В связи с этим становление идеи о верховном, целеустремленном сверхъестественном вершителе судеб шло медленно. Хорошую иллюстрацию классического представления о “Судьбе” в этой роли можно найти во “Всеобщей истории” Полибия (написанной во II в. н. э.):
Ибо необычайность событий, о которых мы намерены говорить, сама по себе способна привлечь каждого, стар ли он, или молод, к внимательному чтению нашего повествования (πραγματείας). … Особенность нашей истории и достойная удивления черта нашего времени состоят в следующем: почти все события мира судьба направила насильственно в одну сторону и подчинила их одной и той же цели; согласно с этим и нам подобает представить читателям в едином обозрении те пути, какими судьба осуществила великое дело…. И в самом деле, изобретая много нового и непрестанно проявляя свою силу в жизни людей, судьба никогда еще по настоящее время не совершала ничего подобного и не давала такого свидетельства своей мощи.

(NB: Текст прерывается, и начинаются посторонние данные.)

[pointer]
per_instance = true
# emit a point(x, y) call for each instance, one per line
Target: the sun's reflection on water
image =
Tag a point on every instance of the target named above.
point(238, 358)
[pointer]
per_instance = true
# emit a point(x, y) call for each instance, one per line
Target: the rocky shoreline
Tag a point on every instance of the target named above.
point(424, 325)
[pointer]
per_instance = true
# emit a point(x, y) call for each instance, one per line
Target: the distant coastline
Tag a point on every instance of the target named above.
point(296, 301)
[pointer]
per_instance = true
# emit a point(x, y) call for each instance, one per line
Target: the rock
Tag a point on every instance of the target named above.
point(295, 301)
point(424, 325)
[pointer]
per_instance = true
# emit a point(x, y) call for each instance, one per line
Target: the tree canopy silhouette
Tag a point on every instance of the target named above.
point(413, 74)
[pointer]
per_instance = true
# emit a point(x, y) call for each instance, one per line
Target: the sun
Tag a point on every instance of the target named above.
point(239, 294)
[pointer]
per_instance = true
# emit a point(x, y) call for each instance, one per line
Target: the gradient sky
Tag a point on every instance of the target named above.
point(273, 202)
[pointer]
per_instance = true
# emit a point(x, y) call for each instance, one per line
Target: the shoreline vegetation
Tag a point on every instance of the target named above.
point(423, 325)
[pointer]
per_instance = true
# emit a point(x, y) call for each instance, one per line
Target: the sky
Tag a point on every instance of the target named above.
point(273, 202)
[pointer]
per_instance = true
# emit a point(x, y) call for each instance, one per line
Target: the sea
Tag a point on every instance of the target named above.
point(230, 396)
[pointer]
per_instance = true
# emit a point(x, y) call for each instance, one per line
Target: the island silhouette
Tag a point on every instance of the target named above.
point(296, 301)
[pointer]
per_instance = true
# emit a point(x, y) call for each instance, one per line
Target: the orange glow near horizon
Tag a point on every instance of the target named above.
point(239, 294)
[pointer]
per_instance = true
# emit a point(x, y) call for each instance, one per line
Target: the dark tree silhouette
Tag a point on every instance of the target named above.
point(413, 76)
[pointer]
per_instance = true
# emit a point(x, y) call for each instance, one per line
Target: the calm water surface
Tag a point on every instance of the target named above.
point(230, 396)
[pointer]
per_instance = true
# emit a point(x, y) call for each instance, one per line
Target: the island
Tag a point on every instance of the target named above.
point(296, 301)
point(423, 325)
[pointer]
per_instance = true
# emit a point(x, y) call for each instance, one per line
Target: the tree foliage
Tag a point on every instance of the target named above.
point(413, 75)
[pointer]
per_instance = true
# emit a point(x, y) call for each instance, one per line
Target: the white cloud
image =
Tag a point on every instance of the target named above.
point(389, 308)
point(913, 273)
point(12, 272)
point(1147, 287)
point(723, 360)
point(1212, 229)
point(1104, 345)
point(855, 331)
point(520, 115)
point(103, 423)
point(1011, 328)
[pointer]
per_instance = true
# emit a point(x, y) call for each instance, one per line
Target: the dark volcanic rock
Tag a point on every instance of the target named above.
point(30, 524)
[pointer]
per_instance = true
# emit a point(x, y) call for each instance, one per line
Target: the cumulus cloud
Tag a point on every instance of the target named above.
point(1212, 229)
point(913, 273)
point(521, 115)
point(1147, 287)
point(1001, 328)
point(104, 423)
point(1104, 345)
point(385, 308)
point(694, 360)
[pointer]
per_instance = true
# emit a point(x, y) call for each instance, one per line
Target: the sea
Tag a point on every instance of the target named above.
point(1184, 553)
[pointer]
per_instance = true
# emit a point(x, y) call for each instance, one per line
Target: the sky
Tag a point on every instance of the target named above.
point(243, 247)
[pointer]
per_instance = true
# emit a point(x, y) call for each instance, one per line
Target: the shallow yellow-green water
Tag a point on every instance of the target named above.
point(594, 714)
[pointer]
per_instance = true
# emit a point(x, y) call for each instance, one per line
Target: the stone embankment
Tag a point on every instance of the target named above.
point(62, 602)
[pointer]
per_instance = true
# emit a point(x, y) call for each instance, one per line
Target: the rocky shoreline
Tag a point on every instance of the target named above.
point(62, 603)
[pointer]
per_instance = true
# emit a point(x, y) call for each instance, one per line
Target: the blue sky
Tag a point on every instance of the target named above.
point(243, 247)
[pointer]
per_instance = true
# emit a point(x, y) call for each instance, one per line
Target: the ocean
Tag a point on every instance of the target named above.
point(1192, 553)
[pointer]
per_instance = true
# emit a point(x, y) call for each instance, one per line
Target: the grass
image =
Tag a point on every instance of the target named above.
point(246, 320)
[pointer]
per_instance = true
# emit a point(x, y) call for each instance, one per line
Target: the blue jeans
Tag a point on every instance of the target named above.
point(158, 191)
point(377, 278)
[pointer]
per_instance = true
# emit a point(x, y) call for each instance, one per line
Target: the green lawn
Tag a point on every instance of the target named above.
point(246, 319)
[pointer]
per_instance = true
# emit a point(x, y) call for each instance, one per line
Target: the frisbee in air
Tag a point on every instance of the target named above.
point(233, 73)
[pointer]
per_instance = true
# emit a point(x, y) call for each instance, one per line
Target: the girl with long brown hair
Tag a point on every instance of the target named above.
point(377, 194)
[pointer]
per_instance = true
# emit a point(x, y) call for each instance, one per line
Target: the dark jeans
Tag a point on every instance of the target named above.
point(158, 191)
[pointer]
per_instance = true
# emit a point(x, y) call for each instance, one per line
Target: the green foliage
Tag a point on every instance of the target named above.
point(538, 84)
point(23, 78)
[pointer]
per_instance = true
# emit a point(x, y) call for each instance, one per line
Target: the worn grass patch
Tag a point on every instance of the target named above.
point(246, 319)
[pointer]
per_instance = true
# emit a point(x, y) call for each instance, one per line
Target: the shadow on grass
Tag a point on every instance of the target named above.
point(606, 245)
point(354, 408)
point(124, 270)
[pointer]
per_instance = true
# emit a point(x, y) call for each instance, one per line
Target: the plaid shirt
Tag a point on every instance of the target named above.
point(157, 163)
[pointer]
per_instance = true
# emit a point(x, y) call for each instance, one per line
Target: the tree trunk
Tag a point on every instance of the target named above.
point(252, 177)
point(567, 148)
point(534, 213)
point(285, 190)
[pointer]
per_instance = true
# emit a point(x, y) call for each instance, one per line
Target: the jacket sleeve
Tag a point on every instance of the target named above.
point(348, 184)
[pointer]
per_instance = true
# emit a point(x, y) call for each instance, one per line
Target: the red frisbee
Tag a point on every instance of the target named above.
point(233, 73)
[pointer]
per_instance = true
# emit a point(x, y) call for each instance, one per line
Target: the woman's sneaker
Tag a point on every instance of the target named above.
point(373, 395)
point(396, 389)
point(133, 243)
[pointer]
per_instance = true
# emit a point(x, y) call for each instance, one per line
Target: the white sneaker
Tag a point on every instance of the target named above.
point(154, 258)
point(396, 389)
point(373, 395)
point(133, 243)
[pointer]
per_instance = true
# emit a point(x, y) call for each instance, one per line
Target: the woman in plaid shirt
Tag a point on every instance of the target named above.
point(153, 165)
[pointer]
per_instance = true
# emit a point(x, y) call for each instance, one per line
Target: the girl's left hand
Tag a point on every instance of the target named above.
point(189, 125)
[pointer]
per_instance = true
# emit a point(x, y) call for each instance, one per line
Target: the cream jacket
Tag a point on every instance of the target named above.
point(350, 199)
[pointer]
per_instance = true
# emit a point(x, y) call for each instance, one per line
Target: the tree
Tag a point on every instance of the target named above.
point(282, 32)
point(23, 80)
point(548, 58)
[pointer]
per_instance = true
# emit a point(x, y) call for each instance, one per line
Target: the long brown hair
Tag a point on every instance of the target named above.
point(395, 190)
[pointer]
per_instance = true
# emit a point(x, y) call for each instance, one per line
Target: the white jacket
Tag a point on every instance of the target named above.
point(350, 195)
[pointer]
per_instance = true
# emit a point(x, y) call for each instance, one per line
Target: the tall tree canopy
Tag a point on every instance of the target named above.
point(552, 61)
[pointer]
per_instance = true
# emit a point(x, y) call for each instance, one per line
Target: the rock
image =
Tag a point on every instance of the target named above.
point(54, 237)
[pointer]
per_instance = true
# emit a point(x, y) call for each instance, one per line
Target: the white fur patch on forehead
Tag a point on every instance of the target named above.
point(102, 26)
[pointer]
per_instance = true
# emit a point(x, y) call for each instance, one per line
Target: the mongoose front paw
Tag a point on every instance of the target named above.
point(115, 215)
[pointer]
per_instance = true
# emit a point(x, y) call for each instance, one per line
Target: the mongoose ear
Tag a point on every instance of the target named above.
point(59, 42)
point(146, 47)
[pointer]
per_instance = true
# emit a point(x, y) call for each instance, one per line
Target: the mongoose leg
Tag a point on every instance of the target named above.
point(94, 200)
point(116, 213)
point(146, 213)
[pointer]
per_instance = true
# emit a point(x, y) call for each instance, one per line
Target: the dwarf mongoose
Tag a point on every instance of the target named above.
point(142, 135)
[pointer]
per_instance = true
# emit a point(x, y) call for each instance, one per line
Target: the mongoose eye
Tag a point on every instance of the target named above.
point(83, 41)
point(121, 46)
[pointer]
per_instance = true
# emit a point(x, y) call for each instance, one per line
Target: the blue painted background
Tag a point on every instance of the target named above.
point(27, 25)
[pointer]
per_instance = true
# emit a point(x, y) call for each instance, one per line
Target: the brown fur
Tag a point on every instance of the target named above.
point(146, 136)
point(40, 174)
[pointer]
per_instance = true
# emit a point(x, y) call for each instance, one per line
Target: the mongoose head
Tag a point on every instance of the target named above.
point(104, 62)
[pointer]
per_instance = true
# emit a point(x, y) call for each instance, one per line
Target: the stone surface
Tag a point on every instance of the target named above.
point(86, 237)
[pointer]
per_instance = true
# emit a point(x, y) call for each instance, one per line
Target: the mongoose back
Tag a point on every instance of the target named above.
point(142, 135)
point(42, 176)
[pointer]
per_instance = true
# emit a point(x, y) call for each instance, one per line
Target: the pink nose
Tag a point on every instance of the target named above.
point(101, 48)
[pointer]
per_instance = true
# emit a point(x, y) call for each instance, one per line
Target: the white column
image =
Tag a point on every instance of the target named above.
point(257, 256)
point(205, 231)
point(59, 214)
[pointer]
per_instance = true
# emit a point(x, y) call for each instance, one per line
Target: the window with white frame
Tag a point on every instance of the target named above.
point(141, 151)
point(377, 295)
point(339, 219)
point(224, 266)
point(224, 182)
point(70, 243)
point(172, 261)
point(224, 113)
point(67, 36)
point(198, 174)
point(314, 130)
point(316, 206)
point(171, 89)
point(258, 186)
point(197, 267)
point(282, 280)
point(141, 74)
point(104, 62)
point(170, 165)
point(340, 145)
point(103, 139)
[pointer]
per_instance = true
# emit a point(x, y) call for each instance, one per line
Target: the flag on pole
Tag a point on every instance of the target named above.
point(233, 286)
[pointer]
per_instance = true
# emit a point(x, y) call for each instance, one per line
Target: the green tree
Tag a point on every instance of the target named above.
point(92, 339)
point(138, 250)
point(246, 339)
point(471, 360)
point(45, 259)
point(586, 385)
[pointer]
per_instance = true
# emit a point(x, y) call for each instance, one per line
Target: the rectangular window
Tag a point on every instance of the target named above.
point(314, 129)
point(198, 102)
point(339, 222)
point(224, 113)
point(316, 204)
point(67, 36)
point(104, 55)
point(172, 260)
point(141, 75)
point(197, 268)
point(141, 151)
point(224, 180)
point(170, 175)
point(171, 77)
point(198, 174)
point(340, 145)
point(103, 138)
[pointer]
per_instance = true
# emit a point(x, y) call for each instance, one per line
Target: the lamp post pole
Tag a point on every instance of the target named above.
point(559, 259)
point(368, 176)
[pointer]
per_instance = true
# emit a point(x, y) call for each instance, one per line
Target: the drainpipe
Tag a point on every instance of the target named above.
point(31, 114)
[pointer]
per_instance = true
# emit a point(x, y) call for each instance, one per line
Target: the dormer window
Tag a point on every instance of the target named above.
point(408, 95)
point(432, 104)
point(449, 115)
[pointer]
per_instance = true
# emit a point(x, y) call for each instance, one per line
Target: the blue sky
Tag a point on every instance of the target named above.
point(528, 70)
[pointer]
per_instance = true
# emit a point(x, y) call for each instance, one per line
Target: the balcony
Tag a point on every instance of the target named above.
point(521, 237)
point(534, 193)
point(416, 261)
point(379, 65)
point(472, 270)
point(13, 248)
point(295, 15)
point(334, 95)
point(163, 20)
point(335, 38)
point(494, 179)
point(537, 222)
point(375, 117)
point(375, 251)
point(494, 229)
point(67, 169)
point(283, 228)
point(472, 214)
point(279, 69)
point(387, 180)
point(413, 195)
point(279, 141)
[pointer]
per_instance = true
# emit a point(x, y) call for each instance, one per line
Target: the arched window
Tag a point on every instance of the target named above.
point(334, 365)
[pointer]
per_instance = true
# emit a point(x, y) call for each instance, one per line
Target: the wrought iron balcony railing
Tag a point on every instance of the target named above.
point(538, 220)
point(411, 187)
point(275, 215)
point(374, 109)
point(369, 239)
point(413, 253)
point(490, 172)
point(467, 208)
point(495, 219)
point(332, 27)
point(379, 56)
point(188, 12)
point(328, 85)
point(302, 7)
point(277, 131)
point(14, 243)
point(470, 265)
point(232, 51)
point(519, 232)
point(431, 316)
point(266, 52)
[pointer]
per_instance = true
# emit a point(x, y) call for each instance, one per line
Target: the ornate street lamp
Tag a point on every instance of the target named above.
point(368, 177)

Предположение Полибия, что “превратности” Судьбы на самом деле имели цель – триумф Рима, – стало важным историографическим шагом к более детерминистскому представлению о божественной воле. Подобная концепция изложена и в работе Тацита, хотя там божественной целью называется разрушение Рима: “Беспрецедентные страдания Рима явились достаточным подтверждением, что боги… жаждут нас покарать”. Для Тацита, как и для Полибия, исход “внешнего течения событий”, которое “по большей части зависит от случая”, имеет “смысл и причины”.
Полибий упомянул и о другом сверхчеловеческом факторе – характерном для стоиков представлении о циклическом развитии истории, кульминационными моментами которой становятся периодические природные катастрофы:
Когда потоп, чума или неурожай… приводят к уничтожению значительной доли рода человеческого… все традиции и искусства в один миг исчезают, но с течением времени приходит новое поколение, рожденное от выживших в катастрофе, подобно тому как хлеб вырастает из семени в земле, и общественная жизнь возрождается.